Le jeune garçon serra ses poings de colère, mais garda son calme. Ils devaient s'en aller au plus vite. Comme sa sœur pouvait se montrer têtue et franchement stupide ! Il lui attrapa le poignet et se mit à courir en la tirant derrière lui.

— Mais arrête, Zeek ! Je dois les voir ! C'est important. Très important.

D'un coup sec, elle reprit son bras.

— Mais qu'est-ce qui t'arrive ? Tu as perdu la tête ?

Le vent se levait. Il soufflait de plus en plus fort. À l'ouest, une grande forme sombre se rapprochait.

— Sue ! supplia-t-il, désespéré. On doit rentrer. Tout de suite ! Sinon, on est mort !

— Non ! rétorqua-t-elle. Laisse-moi et va-t'en. Ils vont arriver, je te dis. Les noguemis. Les Tueurs de Vents.

La peur lui tordait les entrailles. Comment Sue pouvait-elle être aussi confiante ? Alors que le monstre obscur et informe se rapprochait et que la poussière lui irritait de plus en plus les yeux. La lune disparut subitement. Malgré tout cela, il ne quitta pas sa jumelle. Il ne pouvait pas l'abandonner.

— Ils vont arriver Zeek, dit-elle plus pour elle-même que pour lui. Nous devons les voir, tous les deux. C'est important. Très important.

Elle avait perdu une partie de son assurance. Elle ne semblait plus elle-même. Elle avait l'air hypnotisée. Irrationnelle. Evan ne répondit pas et lui attrapa simplement le bras pour ne pas la perdre. La température avait augmenté. Elle continuait.

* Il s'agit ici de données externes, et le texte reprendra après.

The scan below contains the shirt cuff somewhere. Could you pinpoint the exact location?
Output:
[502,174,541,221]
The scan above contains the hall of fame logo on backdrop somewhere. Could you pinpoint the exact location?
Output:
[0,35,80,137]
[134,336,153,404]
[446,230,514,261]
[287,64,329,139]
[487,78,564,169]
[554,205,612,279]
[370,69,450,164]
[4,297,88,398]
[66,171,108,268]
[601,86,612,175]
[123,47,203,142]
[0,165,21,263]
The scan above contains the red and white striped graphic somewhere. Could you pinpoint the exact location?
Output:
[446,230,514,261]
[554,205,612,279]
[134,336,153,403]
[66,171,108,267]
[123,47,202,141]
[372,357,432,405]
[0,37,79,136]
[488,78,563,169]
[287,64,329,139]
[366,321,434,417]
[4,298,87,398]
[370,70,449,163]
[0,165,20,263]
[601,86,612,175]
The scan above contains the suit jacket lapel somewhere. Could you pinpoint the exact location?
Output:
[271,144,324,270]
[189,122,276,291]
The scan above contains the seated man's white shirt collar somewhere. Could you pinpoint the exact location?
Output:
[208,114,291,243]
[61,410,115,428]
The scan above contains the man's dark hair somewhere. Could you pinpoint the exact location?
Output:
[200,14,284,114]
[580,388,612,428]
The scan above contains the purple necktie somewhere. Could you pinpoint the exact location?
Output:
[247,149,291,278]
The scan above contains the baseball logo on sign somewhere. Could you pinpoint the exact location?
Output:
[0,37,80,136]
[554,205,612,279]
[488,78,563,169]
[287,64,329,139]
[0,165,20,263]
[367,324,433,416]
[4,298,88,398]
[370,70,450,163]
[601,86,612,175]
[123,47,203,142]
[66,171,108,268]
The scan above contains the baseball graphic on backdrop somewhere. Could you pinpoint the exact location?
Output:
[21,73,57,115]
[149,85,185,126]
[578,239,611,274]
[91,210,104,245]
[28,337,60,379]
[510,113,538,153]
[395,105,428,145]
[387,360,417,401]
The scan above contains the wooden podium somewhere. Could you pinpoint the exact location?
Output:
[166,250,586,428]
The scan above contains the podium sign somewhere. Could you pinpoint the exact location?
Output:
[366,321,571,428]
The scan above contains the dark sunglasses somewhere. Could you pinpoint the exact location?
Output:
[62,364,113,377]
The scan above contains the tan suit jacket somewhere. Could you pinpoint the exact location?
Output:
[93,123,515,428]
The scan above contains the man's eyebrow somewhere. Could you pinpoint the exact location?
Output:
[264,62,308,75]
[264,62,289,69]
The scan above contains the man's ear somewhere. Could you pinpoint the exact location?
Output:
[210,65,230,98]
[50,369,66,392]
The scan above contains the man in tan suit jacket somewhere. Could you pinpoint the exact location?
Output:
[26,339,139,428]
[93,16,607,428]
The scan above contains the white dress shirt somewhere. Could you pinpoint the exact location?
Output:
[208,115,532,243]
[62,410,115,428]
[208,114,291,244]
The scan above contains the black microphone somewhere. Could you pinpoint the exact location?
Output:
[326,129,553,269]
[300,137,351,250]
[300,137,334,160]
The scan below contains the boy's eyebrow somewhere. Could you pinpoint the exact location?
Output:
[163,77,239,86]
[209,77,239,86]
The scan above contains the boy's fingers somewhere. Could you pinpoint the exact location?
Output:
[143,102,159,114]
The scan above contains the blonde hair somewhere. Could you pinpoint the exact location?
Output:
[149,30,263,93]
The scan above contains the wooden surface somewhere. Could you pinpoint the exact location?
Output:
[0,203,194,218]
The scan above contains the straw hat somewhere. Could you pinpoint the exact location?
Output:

Les mains du garçon étaient moites.

Il transpirait sous son tee-shirt.

— Ils ne vont pas tar...

— On va mourir si tu continues, lui dit froidement son frère avant de se mettre à courir vers la ville en la traînant derrière lui.

Elle ne résista pas, cette fois-ci, enfin consciente du danger qu'ils encourraient. Ils n'avaient qu'une centaine de mètres à parcourir.

Plus que soixante-quinze mètres...

Sue trébucha et entraîna son frère dans sa chute. Il s'écorcha le coude et le genou mais il refusa de pleurer. Il n'avait pas le temps pour cela. L'air brûlant l'étouffait. Une véritable fournaise. Ils se remirent debout. Sue grimaça en gémissant. Elle s'était foulée la cheville. Evan se mordit la lèvre inférieure jusqu'au sang, tandis que son cœur tambourinait douloureusement dans sa poitrine au point de lui donner la nausée. Ses yeux et sa peau étaient irrités par le sable et le vent qui hurlait à la mort lui donnait la migraine.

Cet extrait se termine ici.